Parmi les amendements dont nous aurons à débattre aujourd'hui, celui-ci n’est pas le plus fondamental. Il offre néanmoins un intérêt politique et symbolique certain.
Quelle raison y a-t-il à apporter une telle précision à l’article L. 3132-3 du code du travail ? Pourquoi vouloir ajouter « dans l’intérêt des salariés » à un article clair qui se suffit à lui-même ? C’est une précision inutile et, de mon point de vue, légèrement perverse. En effet, pourquoi apporter cette précision maintenant ? Pourquoi spécifier : « Dans l’intérêt des salariés, le repos hebdomadaire est donné le dimanche. », au moment même où vous généralisez le contraire, où vous banalisez non pas le repos, mais le travail dominical ? Ne serait-ce pas, justement, pour tenter maladroitement d’atténuer la triste réalité de votre projet ?

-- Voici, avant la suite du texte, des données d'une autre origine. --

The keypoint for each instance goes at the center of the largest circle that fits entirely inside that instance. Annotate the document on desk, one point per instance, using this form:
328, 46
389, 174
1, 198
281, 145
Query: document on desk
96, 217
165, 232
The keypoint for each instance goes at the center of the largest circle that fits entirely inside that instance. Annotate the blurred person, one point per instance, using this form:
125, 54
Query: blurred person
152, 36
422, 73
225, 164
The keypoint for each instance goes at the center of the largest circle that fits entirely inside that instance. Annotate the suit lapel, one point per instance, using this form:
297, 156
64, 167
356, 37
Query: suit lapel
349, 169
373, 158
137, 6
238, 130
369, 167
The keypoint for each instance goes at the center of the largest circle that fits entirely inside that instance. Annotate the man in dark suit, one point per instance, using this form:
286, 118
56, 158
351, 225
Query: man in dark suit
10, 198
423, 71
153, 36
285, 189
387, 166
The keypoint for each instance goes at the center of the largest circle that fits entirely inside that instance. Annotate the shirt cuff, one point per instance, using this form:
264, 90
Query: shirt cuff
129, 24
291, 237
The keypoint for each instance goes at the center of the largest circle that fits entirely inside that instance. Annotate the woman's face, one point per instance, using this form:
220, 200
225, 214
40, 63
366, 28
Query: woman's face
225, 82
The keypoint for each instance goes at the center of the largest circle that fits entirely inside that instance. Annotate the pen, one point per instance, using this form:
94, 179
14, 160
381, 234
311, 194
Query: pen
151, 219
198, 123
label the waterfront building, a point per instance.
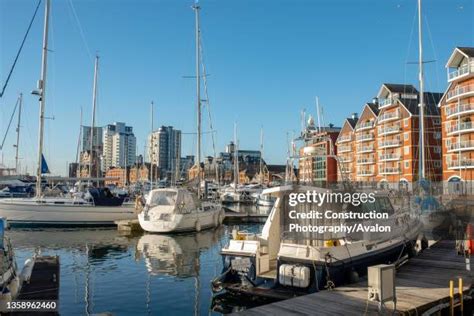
(317, 163)
(165, 150)
(366, 145)
(119, 146)
(457, 115)
(346, 148)
(398, 136)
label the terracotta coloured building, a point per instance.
(457, 115)
(317, 163)
(346, 148)
(366, 145)
(398, 138)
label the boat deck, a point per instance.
(421, 284)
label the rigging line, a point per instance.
(81, 31)
(9, 123)
(19, 50)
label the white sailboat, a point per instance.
(95, 208)
(171, 210)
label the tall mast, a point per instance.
(42, 97)
(94, 105)
(18, 133)
(422, 106)
(261, 155)
(151, 146)
(196, 9)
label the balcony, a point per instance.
(364, 137)
(462, 71)
(384, 103)
(461, 128)
(463, 145)
(344, 149)
(461, 164)
(389, 116)
(365, 173)
(389, 170)
(365, 161)
(459, 109)
(389, 130)
(366, 125)
(390, 143)
(344, 139)
(365, 149)
(461, 91)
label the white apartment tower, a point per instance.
(165, 150)
(119, 146)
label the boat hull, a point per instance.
(24, 214)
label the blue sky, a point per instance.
(267, 61)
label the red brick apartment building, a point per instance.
(316, 165)
(386, 138)
(346, 148)
(457, 115)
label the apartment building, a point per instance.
(119, 146)
(317, 163)
(345, 144)
(398, 139)
(457, 115)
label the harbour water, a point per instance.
(103, 270)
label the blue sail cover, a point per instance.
(44, 165)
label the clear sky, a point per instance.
(267, 61)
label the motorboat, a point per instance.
(279, 264)
(172, 210)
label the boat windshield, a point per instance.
(167, 198)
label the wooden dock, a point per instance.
(422, 284)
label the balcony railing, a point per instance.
(365, 149)
(390, 170)
(344, 139)
(388, 130)
(462, 145)
(389, 157)
(365, 173)
(460, 91)
(365, 125)
(459, 128)
(461, 164)
(388, 116)
(460, 109)
(383, 103)
(365, 137)
(389, 143)
(461, 71)
(343, 149)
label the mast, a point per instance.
(196, 9)
(42, 97)
(422, 106)
(151, 146)
(94, 104)
(18, 133)
(261, 155)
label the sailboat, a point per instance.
(171, 210)
(96, 208)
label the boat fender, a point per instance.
(25, 274)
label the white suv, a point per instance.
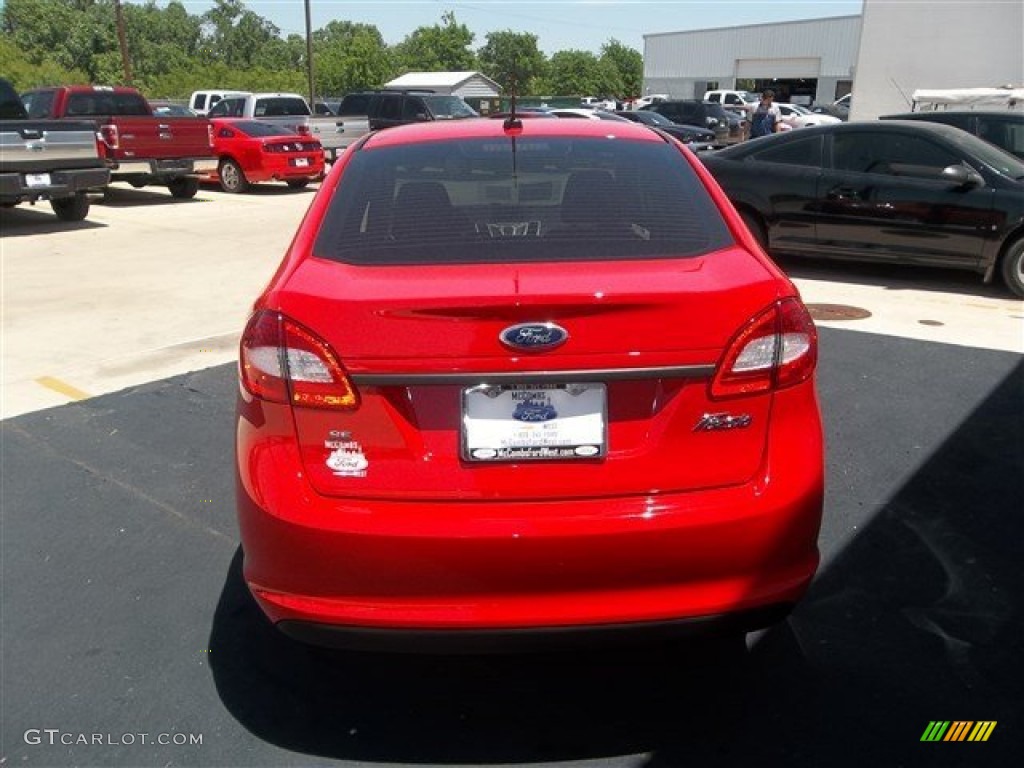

Sous couvert d’un ajout purement déclaratoire prétendument destiné à protéger les salariés, vous réduisez drastiquement les raisons, les intérêts, tous les intérêts, pour lesquels le repos hebdomadaire a été instauré le dimanche. Le repos hebdomadaire a été instauré le dimanche non seulement dans l’intérêt des salariés, mais également dans l’intérêt de leur santé physique, de leur santé psychique : il s’agit d’un repos, mais surtout d’un repos en famille. Ce repos est donc également dans l’intérêt de l’entreprise et des employeurs : avec une bonne santé, les salariés sont plus productifs, ils remplissent plus efficacement leurs tâches. C’est au final l’entreprise qui récolte les fruits de cette meilleure productivité. Pourquoi pas ?
Mais votre formulation est quelque peu perverse en ce qu’elle nie d’autres intérêts plus importants encore que ceux du salarié ou de l’entreprise.
Le repos hebdomadaire le dimanche, c’est évidemment, d’abord et avant tout, dans l’intérêt des individus, du couple, de la famille, de la société tout entière.
Nous sommes nombreux ici, sur toutes les travées, à nous plaindre du délitement de notre société, à craindre l’affaiblissement de notre « vivre ensemble ». Ce sera infiniment pire si le repos dominical disparaît. Les uns et les autres l’ont, ici, largement démontré.
Certains ne cessent de stigmatiser le désengagement des parents dans l’éducation de leurs enfants. Ils se plaignent de l’absence d’échanges entre parents et enfants et du manque de moments disponibles pour parler, échanger, jouer, transmettre les leçons de la vie, vivre.
Vraiment, ne voyez-vous pas que c’est dans l’intérêt de tous de préserver le dimanche comme jour de repos commun ?
Si, pendant des décennies, nos prédécesseurs n’ont pas jugé nécessaire d’apporter cette précision, d’ajouter dans le code du travail « dans l’intérêt des salariés, », c’est bien parce qu’il s’agit non pas de l’intérêt des salariés, mais de l’intérêt de tous, et que toute précision serait automatiquement exclusive.
C’est pourquoi nous vous demandons, mes chers collègues, d’adopter notre amendement, qui vise à rétablir cet intérêt supérieur.